La descripción de los hospitales de Atienza, en 1786, es por, demás dramática, especialmente por lo que hace al de San Antonio Abad, atendido hasta 1781 por los trinitarios, y dedicado a las gangrenas, enfermedades venéreas y «majados del fuego de San Antón». Dice así el comentarista: ‑«destinado para un determinado número de accidentes quirúrgicos señalados por Real Cédula; bien que en el día sólo suelen admitirse los de úlceras inveteradas, Chancros y Gangrenismos, cuyos accidentes como intratables por otro método que el horroroso de los cauterios del fuego y del yerro en las amputaciones hacen menos apetecible el ingreso de los enfermos».
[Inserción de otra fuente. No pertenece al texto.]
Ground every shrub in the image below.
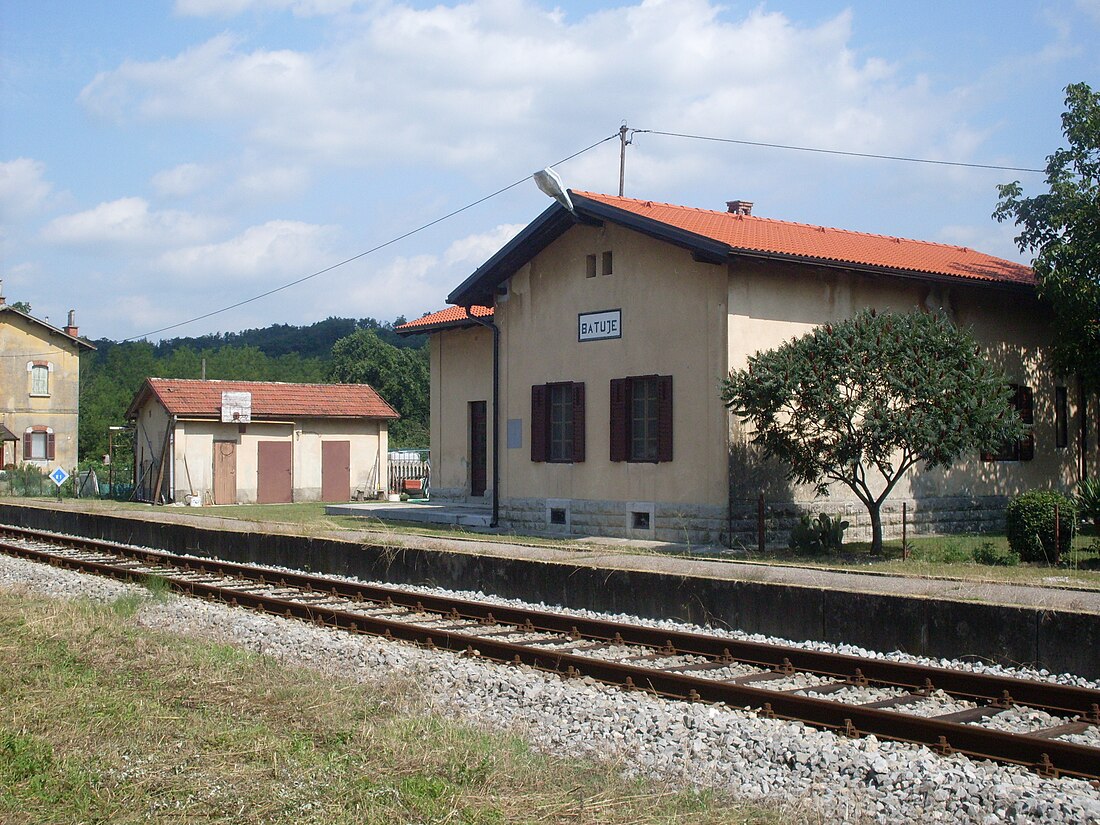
[1004,490,1077,563]
[971,541,1020,568]
[790,513,848,556]
[1077,477,1100,529]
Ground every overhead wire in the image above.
[119,131,619,343]
[109,123,1045,343]
[630,129,1046,174]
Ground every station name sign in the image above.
[576,309,623,341]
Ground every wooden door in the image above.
[470,402,488,496]
[256,441,294,504]
[213,441,237,504]
[321,441,351,502]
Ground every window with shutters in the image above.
[31,362,50,395]
[23,427,54,461]
[981,384,1035,461]
[611,375,672,463]
[531,382,584,464]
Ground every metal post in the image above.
[619,123,627,198]
[1054,502,1062,564]
[901,502,909,561]
[757,492,765,553]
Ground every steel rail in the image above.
[2,536,1100,779]
[0,526,1100,717]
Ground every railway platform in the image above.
[0,501,1100,679]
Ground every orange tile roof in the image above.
[573,191,1035,285]
[127,378,400,418]
[394,307,493,331]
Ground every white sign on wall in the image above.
[221,392,252,424]
[576,309,623,341]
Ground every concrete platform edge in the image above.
[0,504,1100,679]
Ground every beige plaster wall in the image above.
[429,327,492,497]
[135,400,389,504]
[728,263,1095,501]
[175,419,388,504]
[496,224,727,505]
[0,311,80,472]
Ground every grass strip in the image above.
[0,591,799,825]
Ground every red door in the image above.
[321,441,351,502]
[470,402,488,496]
[256,441,294,504]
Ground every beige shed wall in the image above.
[135,400,389,504]
[0,311,80,472]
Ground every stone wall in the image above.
[729,496,1009,548]
[501,498,727,546]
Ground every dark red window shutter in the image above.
[531,384,548,461]
[657,375,672,461]
[573,384,584,464]
[1016,386,1035,461]
[611,378,630,461]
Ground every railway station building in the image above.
[398,191,1100,546]
[127,378,398,505]
[0,294,96,473]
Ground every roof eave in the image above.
[729,249,1035,295]
[0,304,97,350]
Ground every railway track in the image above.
[0,526,1100,781]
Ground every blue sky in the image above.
[0,0,1100,339]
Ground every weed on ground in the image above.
[0,592,798,825]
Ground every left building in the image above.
[127,378,399,505]
[0,294,96,472]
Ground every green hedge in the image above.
[1004,490,1077,564]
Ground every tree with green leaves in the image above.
[329,329,430,448]
[993,84,1100,393]
[722,309,1025,553]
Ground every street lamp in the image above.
[107,427,127,498]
El párroco de Pastrana, don Francisco José Fermín de Bete­ta, decía así en 1787: «Las enfermedades comunes son tercianas, tabardillos, dolores de costado, etc., sobre cuya  curación no tengo inconveniente insertar el método que me ha dado el médico titular porque se reduce a una disertación de medicina sacada de los autores de esta facultad, que liaría más dilatado este escrito». Y añade que Pastrana era uno de los pueblos más saludables de la Alcarria.
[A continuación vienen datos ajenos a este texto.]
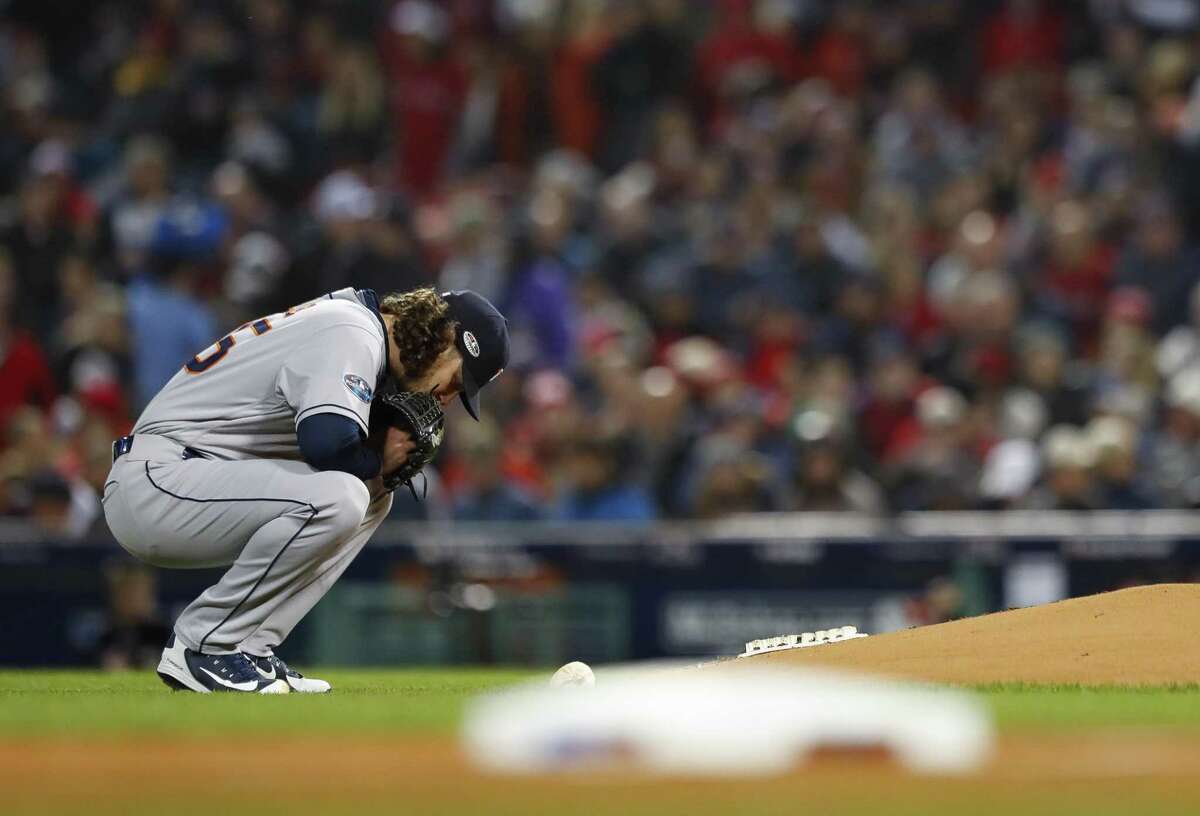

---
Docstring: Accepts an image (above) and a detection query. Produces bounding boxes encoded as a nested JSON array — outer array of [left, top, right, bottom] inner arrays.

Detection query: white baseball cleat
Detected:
[[246, 654, 332, 694], [158, 635, 289, 694]]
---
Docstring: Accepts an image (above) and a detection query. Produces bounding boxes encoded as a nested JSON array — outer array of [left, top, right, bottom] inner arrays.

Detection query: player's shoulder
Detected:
[[298, 298, 383, 340]]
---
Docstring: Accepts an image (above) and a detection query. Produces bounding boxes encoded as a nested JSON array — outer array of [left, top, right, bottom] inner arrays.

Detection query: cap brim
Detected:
[[460, 365, 479, 422]]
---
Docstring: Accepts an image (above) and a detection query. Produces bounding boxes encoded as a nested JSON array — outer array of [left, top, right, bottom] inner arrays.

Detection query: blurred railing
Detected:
[[0, 511, 1200, 665]]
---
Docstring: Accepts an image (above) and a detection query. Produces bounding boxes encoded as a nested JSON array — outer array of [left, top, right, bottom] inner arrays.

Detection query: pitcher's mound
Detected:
[[746, 584, 1200, 685]]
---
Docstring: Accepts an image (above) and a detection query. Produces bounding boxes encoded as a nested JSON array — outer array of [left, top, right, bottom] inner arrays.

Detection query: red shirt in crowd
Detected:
[[983, 4, 1063, 73], [388, 47, 467, 196], [0, 329, 55, 434]]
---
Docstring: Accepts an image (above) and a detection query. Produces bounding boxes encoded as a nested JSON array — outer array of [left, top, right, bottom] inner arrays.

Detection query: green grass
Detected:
[[0, 668, 1200, 816], [976, 684, 1200, 732], [0, 668, 540, 737], [0, 668, 1200, 737]]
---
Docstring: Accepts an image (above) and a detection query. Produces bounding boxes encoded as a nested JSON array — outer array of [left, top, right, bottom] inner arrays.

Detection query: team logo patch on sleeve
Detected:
[[342, 374, 374, 402]]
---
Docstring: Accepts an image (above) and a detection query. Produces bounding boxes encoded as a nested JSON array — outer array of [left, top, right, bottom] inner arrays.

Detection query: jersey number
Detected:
[[184, 317, 271, 374]]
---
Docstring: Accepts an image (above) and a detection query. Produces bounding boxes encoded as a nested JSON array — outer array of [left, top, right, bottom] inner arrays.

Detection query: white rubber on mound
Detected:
[[738, 626, 866, 658]]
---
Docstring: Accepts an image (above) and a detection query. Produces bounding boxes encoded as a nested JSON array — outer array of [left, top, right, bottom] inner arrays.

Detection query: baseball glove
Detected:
[[371, 391, 445, 498]]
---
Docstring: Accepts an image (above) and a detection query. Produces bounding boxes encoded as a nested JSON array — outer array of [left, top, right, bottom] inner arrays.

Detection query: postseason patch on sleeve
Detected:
[[342, 374, 374, 402]]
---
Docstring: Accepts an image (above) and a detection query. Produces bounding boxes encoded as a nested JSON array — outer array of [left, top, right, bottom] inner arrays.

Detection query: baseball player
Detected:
[[102, 288, 509, 694]]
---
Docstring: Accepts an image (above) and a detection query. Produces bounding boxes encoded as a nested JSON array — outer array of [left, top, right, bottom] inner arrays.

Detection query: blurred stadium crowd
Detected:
[[0, 0, 1200, 538]]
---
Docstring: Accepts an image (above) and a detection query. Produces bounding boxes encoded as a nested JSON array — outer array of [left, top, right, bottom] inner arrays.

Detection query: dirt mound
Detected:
[[748, 584, 1200, 685]]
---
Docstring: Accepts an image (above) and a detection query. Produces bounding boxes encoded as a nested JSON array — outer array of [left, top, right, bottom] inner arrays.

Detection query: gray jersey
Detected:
[[133, 288, 386, 460]]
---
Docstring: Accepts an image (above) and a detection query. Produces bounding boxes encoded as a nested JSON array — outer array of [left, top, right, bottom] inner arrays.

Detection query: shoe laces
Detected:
[[211, 652, 259, 683], [266, 654, 304, 677]]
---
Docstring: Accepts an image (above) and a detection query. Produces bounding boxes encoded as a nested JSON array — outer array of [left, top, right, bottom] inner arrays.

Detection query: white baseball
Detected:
[[550, 660, 596, 688]]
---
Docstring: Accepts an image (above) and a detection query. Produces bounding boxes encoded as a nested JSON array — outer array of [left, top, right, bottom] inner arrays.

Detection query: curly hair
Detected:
[[379, 287, 457, 379]]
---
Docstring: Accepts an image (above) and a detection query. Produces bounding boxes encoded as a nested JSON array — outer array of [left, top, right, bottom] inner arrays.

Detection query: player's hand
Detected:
[[379, 427, 416, 474]]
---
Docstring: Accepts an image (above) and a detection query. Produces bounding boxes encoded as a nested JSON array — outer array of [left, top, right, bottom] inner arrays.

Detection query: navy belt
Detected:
[[113, 433, 209, 462], [113, 433, 133, 462]]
En Cabanillas también era frecuente la fiebre malárica, resultante de la nula prevención y cuidado por las aguas. Así lo confirma el cura, don Antonio Auñón, en 1789: «El número de muertos y nacidos es igual por lo común, y la enfermedad que regularmente causa más, es la de tercianas, con especialidad cuando son húmedos los años».
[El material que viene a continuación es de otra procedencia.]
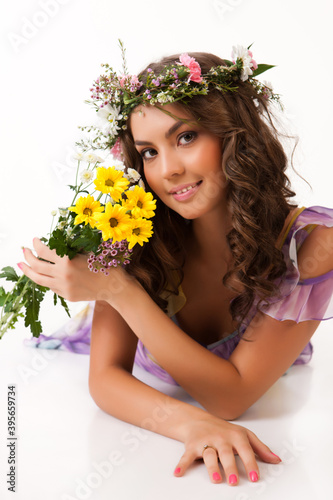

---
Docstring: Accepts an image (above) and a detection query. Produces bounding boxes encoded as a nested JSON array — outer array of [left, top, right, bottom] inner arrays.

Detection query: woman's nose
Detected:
[[162, 153, 185, 179]]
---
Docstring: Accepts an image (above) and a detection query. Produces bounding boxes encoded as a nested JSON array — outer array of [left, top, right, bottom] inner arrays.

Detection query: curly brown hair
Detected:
[[120, 52, 297, 327]]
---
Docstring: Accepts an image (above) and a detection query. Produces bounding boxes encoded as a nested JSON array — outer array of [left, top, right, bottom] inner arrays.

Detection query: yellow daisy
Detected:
[[128, 217, 153, 248], [94, 167, 129, 201], [123, 186, 156, 219], [95, 202, 132, 242], [68, 194, 103, 227]]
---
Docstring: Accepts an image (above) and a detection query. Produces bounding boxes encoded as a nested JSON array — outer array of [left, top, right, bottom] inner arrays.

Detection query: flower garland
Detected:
[[79, 40, 280, 155]]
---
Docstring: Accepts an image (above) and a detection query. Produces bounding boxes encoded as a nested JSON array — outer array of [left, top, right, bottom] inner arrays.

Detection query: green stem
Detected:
[[0, 275, 31, 339]]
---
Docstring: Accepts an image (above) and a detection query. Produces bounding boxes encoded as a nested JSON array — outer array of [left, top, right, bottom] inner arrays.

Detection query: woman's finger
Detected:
[[173, 451, 197, 477], [23, 248, 54, 277], [219, 448, 239, 486], [32, 238, 61, 262], [202, 447, 222, 483], [233, 443, 259, 483], [17, 262, 54, 290], [246, 429, 281, 464]]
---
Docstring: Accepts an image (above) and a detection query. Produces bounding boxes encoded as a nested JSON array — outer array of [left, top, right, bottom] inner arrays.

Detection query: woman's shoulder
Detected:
[[261, 206, 333, 323], [283, 206, 333, 281]]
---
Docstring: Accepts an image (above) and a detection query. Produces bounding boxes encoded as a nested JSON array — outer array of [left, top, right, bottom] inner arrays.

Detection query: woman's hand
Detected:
[[18, 238, 135, 305], [174, 414, 281, 486]]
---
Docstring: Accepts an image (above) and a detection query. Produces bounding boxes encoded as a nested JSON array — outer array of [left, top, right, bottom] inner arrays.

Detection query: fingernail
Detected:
[[213, 472, 221, 481], [229, 474, 237, 484], [249, 470, 259, 483]]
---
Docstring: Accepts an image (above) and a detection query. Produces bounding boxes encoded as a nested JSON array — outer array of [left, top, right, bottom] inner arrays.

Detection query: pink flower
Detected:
[[118, 75, 127, 87], [110, 137, 122, 160], [131, 75, 142, 89], [248, 50, 258, 69], [179, 54, 202, 83]]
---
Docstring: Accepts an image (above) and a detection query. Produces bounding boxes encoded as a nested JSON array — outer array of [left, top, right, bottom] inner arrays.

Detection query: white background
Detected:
[[0, 0, 333, 500]]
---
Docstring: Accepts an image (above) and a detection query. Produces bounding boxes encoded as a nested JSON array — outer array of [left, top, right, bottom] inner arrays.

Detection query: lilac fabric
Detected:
[[26, 206, 333, 385]]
Finalmente, pondremos aquí dos contestaciones que, dadas por gente ajena a la profesión médica, constatan el  excentricismo que, por parte del pueblo, siempre existió respecto a los dogmatismos y remedios puestos por les médicos. Don Juan Ayuso Fuente, cura de Galve de Sorbe, decía en 1794: «Respectivo a enfermedades, se padecen de todas clases; sus curaciones (si caso se curan más que las que la naturaleza cura por si) las ignoro». Que tiene su miga de ironía, no menor que las palabras de don Juan Prestamero, párroco de Cobeta, en 1777: “Las enfermedades comunes, son dolores laterales en el invierno, y en el verano calenturas ardientes, esto debido a la situación del pueblo, y de lo mucho que trabajan, subiendo y bajando las penosas cuestas y escabrosidades. El remedio más frecuente para éstas es la copiosa efusión de sangre, con la que unos sanan, y otros enta­blan las Yglesias», en que se deja ver la poca fe que tenía en aquel universal como absurdo remedio de las sangrías.

Los métodos de hoy son muy otros, aunque todavía queda, un largo camino por recorrer ­en la lucha contra la enfermedad y la muerte. El afán de unos hombres, los médicos, será siempre la principal lanza que brille en esa batalla.